Cilantro does well near plants that add nitrogen to the soil. Nitrogen converts to nitrates which add nutrients to your cilantro. Nitrogen producing plants include beans, peas, alfalfa, clover, and lupines:
- Beans such as string beans, pole beans, runner beans and wax beans can all be planted in early spring
- Peas are also an early garden crop that can help prepare the soil for herb planting as the soil warms
- Lupines produce nitrogen and are a beautiful perennial with colorful flowers loved by butterflies
Another thing to consider in choosing companion plants for cilantro is plants that may provide a bit of cooling shade. Avoid fruit-bearing plants like tomatoes and peppers, as these don't do well alongside the nitrogen-bearing plants you may be planting by your cilantro. One good bet is to plant some tall annual flowers.
- Cosmos are easy to direct sow after danger of frost has passed. They're butterfly magnets, too!
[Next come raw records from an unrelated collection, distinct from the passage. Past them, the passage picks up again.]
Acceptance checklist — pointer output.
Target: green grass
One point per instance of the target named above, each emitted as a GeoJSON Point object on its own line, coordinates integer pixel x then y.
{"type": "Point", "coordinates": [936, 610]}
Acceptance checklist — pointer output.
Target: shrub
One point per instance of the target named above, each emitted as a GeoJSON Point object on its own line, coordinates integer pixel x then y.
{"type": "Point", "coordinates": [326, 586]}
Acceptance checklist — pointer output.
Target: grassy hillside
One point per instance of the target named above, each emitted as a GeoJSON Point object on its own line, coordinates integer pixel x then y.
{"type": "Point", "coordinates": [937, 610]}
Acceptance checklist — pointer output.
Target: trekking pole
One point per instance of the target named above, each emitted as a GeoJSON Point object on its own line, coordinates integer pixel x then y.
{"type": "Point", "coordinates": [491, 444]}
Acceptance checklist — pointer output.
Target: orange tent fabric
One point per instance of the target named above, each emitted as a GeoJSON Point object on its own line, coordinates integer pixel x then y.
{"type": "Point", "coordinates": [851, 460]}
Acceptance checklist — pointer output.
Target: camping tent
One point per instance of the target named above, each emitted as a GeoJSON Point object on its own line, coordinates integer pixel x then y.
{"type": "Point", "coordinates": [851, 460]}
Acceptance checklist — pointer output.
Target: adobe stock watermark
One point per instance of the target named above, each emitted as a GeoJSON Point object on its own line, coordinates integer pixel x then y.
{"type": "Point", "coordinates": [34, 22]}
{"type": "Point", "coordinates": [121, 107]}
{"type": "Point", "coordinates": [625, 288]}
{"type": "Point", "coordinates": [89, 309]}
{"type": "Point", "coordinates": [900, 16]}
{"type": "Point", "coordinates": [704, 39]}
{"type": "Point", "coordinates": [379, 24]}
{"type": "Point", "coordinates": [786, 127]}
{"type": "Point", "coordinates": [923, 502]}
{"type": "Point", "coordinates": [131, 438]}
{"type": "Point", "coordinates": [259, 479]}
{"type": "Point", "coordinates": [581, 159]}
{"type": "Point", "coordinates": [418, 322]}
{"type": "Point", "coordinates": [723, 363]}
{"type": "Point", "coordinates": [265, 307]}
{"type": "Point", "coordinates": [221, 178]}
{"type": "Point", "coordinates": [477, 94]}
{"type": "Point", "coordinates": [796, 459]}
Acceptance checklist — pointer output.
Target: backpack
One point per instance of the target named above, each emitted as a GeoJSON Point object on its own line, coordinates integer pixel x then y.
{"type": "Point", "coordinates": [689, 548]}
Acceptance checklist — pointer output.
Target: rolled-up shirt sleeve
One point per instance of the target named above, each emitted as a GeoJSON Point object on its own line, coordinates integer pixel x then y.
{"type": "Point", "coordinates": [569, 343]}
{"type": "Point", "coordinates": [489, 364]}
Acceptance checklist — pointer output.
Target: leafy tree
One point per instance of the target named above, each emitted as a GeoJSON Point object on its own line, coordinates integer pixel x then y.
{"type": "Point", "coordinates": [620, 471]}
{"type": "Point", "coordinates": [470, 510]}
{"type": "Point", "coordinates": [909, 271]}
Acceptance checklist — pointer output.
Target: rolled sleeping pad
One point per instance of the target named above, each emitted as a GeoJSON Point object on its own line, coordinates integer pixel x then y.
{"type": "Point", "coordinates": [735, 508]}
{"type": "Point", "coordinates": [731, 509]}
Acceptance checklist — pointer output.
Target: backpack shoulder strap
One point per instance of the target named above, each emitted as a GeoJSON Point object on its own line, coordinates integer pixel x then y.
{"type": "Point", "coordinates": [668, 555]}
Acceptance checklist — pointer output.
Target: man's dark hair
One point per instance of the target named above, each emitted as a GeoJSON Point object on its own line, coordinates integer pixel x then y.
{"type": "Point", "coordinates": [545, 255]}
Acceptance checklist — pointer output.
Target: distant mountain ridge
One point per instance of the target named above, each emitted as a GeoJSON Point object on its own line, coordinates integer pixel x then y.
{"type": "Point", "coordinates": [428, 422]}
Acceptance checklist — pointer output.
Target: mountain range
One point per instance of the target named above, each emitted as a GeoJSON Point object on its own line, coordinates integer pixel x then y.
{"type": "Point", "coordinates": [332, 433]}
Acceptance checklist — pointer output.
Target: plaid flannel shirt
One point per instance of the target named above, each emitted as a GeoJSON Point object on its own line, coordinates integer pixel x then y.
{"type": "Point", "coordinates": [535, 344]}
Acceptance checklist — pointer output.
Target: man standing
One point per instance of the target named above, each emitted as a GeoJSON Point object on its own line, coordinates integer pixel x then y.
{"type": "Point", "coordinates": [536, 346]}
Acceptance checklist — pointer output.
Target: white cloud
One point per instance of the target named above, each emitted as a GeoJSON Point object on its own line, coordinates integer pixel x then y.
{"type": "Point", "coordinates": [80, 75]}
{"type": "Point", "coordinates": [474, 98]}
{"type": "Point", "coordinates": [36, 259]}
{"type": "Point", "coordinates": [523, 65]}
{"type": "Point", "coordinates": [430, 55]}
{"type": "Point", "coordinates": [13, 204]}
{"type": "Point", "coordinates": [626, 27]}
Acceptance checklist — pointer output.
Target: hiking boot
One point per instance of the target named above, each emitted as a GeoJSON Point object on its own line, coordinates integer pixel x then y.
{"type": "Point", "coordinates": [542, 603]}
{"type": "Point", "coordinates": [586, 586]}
- Zinnias attract many pollinators and the large leaves and flowers provide good shade for late season herbs..
- Sunflowers can work too, but try smaller varieties (like Red Velvet or Lemon Queen or Italian White) so you don't get too much shade preventing ripening of fruits.
Bad Cilantro Companion Plants
There are some plants that should not be planted near cilantro. The rules for this aspect of companion planting have to do partly with different plants' needs: some herbs like more water than others. Cilantro does well with plenty of water, due to its shallow roots, so it should not be planted near herbs that like a well-drained, drier soil culture. This includes herbs from sunny Mediterranean regions such as:
- Lavender, which thrives in a sandy soil with intermittent watering
- Thyme, including the creeping varieties
- Rosemary, which likes a sunny bed with sandy soil
- Fennel tends to not be a good companion plant for most herbs, unfortunately, so keep it far from your cilantro, too. It secretes a substance that can inhibit growth.
Cilantro as a Companion Plant
Because it is what's known as a "cool season" herb, cilantro forms flowers fairly quickly in its growth cycle. This is known as "bolting" and it's good to let plants do this because the flowers formed (on your lettuces for example) make great pollinator food, and attract other beneficial insects. This makes cilantro a great companion to other plants in your herb or vegetable garden.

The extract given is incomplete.